Berkeley County Schools adds six national board certified teachers

MARTINSBURG, W.Va. — Six Berkeley County, W.Va., educators are among the nation’s 3,907 new national board-certified teachers this year, officials announced Monday.

Lori Frye, Ryan Lawn, Shirleen Moore, Tiffany Remsburg, Michelle Sexton and Liz Vannoy are among 51 educators across West Virginia to achieve the certification, according to Berkeley County Schools and the National Board for Professional Teaching Standards.

Fellow Berkeley County educators Melissa Burton, Melanie Cox, Julaine Pfund and Dottie Pownall were among 4,446 across the United States who successfully renewed their national board certification, according to the school district and the professional teaching standards board.

There now are 122,034 national board-certified teachers across the country, with North Carolina, South Carolina and Washington state having the largest percentage of educators to have achieved the certification, according to the national board.

In West Virginia, 107 Berkeley County educators now have obtained national board certification, the most of any of the state’s 55 county school districts, the school district said Monday in a news release.

Altogether, there now are 996 national board certified teachers in the Mountain State, or 5.07 percent of the state’s educators, according to figures compiled by the national board.

Among the 50 states and Washington D.C., Maryland ranks 12th for national board-certified teachers with 3,201, or about 5.39 percent, followed by West Virginia, ranked 15th, and Pennsylvania, ranked 38th. The Keystone State now has 1,319 board certified teachers, or 1.09 percent, according to the national board.

“While holding the top spot in the state is fantastic, it is the extreme amount of time and dedication that each of these candidates provided to this process that is most impressive,” Anne Laskey, Berkeley County Schools’ coordinator of the national board-certification program, said in the release.

 

“Each of these accomplished educators earned the profession’s highest mark of achievement through a rigorous, performance-based, peer-review process, demonstrating their proven impact on student learning and achievement. Our board of education fully supports the efforts of the educators who embark on this journey, and gives its full support to the NBCT process.”

Berkeley County Schools Superintendent Manny Arvon said the certification not only is a great personal accomplishment, but a reason to celebrate the impact on thousands of students across the school district and on the teaching profession as a whole.

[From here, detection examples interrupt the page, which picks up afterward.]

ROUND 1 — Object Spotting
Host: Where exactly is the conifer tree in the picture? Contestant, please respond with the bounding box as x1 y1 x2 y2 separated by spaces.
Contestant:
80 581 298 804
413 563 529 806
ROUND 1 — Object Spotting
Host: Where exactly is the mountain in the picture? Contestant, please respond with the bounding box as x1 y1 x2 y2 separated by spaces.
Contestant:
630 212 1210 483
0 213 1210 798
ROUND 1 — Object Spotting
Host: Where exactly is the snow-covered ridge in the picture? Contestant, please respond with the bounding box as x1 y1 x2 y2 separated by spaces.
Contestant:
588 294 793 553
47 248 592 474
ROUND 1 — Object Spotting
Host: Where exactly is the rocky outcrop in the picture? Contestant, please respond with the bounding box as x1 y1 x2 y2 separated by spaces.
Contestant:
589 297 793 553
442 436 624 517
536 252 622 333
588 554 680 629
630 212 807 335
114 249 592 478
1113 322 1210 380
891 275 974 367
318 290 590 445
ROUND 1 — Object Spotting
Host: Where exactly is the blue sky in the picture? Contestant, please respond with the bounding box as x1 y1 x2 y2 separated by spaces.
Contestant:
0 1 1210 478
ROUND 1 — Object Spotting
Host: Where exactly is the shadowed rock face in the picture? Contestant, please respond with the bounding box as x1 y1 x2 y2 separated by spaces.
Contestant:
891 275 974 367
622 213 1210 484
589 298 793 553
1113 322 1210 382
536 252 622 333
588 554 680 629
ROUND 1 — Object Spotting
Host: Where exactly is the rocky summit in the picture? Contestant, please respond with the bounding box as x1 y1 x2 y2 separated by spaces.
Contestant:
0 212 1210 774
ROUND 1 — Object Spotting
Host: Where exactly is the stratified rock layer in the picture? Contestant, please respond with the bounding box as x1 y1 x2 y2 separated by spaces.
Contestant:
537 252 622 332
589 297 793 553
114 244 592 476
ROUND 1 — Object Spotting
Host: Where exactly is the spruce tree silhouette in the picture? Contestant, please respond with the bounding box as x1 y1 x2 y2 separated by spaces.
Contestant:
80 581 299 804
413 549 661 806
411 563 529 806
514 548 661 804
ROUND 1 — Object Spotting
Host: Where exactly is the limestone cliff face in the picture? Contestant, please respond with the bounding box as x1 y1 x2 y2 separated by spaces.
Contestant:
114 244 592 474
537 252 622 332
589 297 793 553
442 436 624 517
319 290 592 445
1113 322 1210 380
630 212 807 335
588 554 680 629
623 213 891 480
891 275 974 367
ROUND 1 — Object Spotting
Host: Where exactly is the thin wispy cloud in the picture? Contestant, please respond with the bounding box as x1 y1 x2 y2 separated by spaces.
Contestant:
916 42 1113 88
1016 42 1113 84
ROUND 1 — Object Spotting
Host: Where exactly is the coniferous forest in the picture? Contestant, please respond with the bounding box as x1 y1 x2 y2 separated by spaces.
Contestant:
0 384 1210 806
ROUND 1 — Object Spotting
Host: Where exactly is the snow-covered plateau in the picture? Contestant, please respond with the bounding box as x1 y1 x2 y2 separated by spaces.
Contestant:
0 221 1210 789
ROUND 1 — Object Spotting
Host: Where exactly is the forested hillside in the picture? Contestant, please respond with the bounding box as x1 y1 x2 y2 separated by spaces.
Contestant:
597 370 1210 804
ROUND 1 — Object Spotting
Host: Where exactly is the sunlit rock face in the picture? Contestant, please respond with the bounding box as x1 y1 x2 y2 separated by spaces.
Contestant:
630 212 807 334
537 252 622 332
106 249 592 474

“Our board of education, school principals, and administrators recognize that NBCTs are making a difference in their students’ learning, strengthening their schools and their communities,” Arvon said in the release.

In its announcement Monday, the national board said more than 20,000 teachers currently are pursuing board certification in addition to the newly certified educators.

Other than the six educators in Berkeley County, there were no other new national board certified teachers in the Tri-State area, according to the national board’s online database. In Washington County, 43 educators previously obtained the certification, while there have been 10 in Jefferson County, W.Va., and three in Morgan County, W.Va.